Baseado na escritora e artista nordestina, preta e “bicha não binária”, como se auto define Jota Mombaça, entende a existência do “poder das ficções e das ficções de poder”, que enquanto há um monopólio da violência na mão do estado e da figura do homem vil como ficção de poder, ao mesmo tempo existe o poder das ficções. “É a partir de outros estudos de mulheres pretas sobre ficção científica que Jota Mombaça vai entender que a ficção é o que tem o poder de inaugurar outros mundos”.

 

Imaginando um tecido com diversos rasgos, é nos vazios que Ed vê a potência da inventividade, são neles que pode-se atuar para produzir outras histórias, inclusive de memórias do que se perdeu.

“Tem uma artista local, chamada Pedra Silva, que resgata que ‘nós somos os ancestrais do futuro’. Algumas pessoas negras falam muito isso, mas foi com ela que ouvi pela primeira vez. E essa é uma frase que a gente fica pensando e repensando, porque é muito forte. Eu não consigo explicar, mas quando ela fala ‘nós somos os ancestrais do futuro’, significa que nós seremos lembrados e a gente tem a possibilidade de produzir memórias de agora. E eu acho que o audiovisual, o cinema e todas as outras artes, tem esse potencial inventivo de criação”.

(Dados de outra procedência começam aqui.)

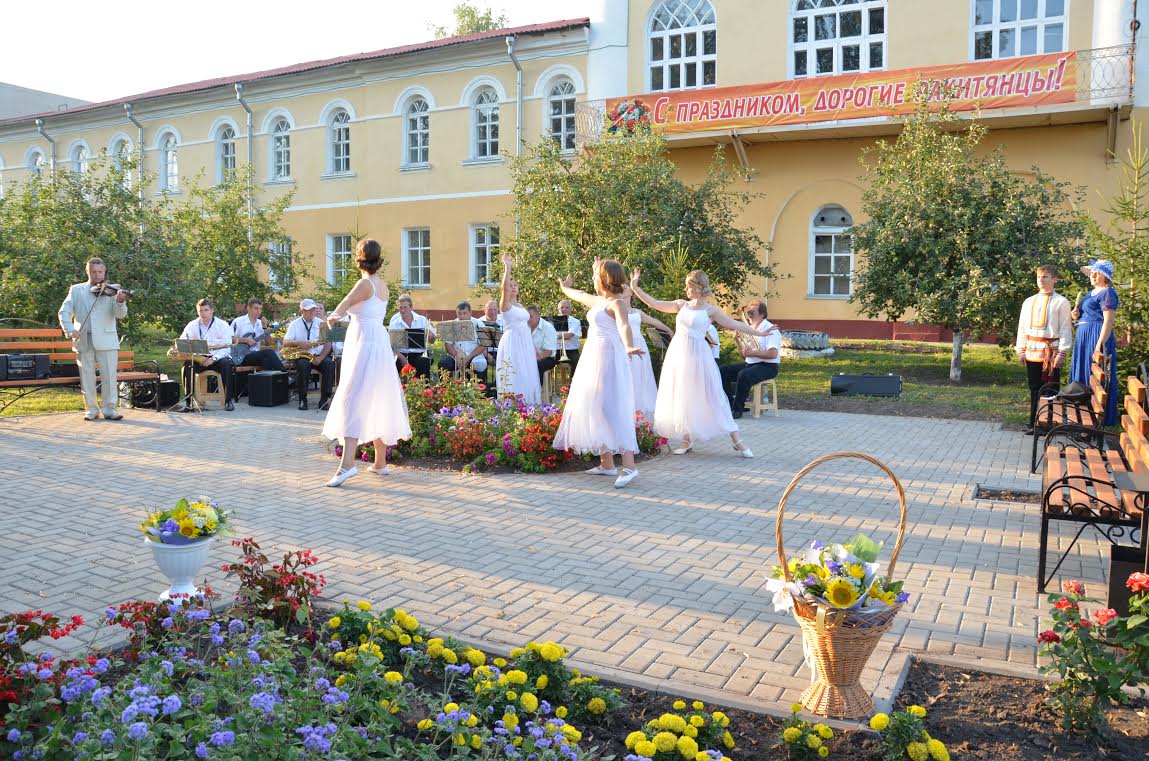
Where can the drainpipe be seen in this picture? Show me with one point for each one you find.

Após esse momento, Ed parou alguns segundos, refletiu mais uma vez o peso dessa afirmação e acrescentou que é em pessoas como Jota Mombaça, Pedra Silva e a fotógrafa Tamara Lopes que enxerga seus ancestrais do futuro. “Quando vejo essas pessoas produzindo entendo qual é a potência do audiovisual. É criando e recriando essas memórias do passado que novas são construídas”.